It happens every day—individuals and families all over America leave town. It may be just for a day, a week or a month, but sometimes it is permanently. The fact is they leave your community bank’s geographic footprint on a regular basis.

In today’s mobile technology, however, banking relationships can be amazingly portable. As a community bank, is it possible to maintain and even build a high-touch, profitable relationship when your best customers don’t live in your footprint anymore? Absolutely!

Let’s face it, as a customer, if you’ve ever had to undo a banking relationship, you understand the inconvenience, aggravation and utter determination it takes to disengage. There’s the bill payment that’s set up and working perfectly, as well as your direct deposits and other ACHs, some even forgotten because they may happen only once a year. From the community bank’s perspective, you’ve invested time and money providing financial services. You’ve also built a relationship learning more than your customer’s name; you’ve established a strong bond.

The reality is nobody wants to end a perfectly good relationship just because of a ZIP code change. Sixty-four percent of adults in America have a smartphone, according to a Pew Research Center survey in October 2014. Mobile devices, along with key product offerings, add an amazing amount of miles to “Main Street” by extending the community banking relationships you and your customers have worked so hard to establish.

  • Need to make a deposit? Remote deposit capture.
  • Need to get cash? Fee-free ATM network.
  • Need to borrow money for a new car, boat, house? Website-based application using a smartphone or computer.
  • Everyday spending? Bank-issued credit cards and debit cards.
  • Mobile payments like ApplePay and PayPal? Bank-issued credit cards and debit cards.

To be honest, marketing your community bank as a full-service provider is no longer enough; winning and retaining customers is now about making it known you can provide those services wherever and whenever customers may need them.

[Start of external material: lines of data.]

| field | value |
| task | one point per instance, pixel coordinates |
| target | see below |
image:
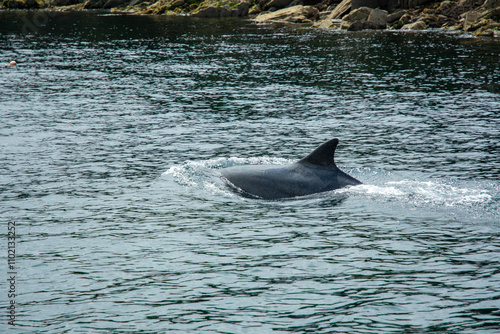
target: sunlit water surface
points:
(113, 133)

This means beefing up your in-branch signage and marketing to let customers know about the many access points they can use through mobile technology and the Web. This means paying closer attention to customers’ address changes and reaching out personally to those who no longer live nearby to tell them how to use your remote services to keep their relationships convenient. This means making sure all of your financial products and services are promoted and discussed when customers open an account. This means keeping your website up-to-date to include current promotions and rate details. And for that extra-special touch, put the local temperature and weather on your website to give those who aren’t there a little reminder of home.

You may be surprised to know that your best customers aren’t in any hurry to lose their relationship with you just because they now live in a different town or completely different state. They may actually dread undoing a relationship they love and starting all over somewhere else.

Sometimes they may just want to pick up the phone from wherever they are to hear your friendly voice say, “Hello, how can I help you?”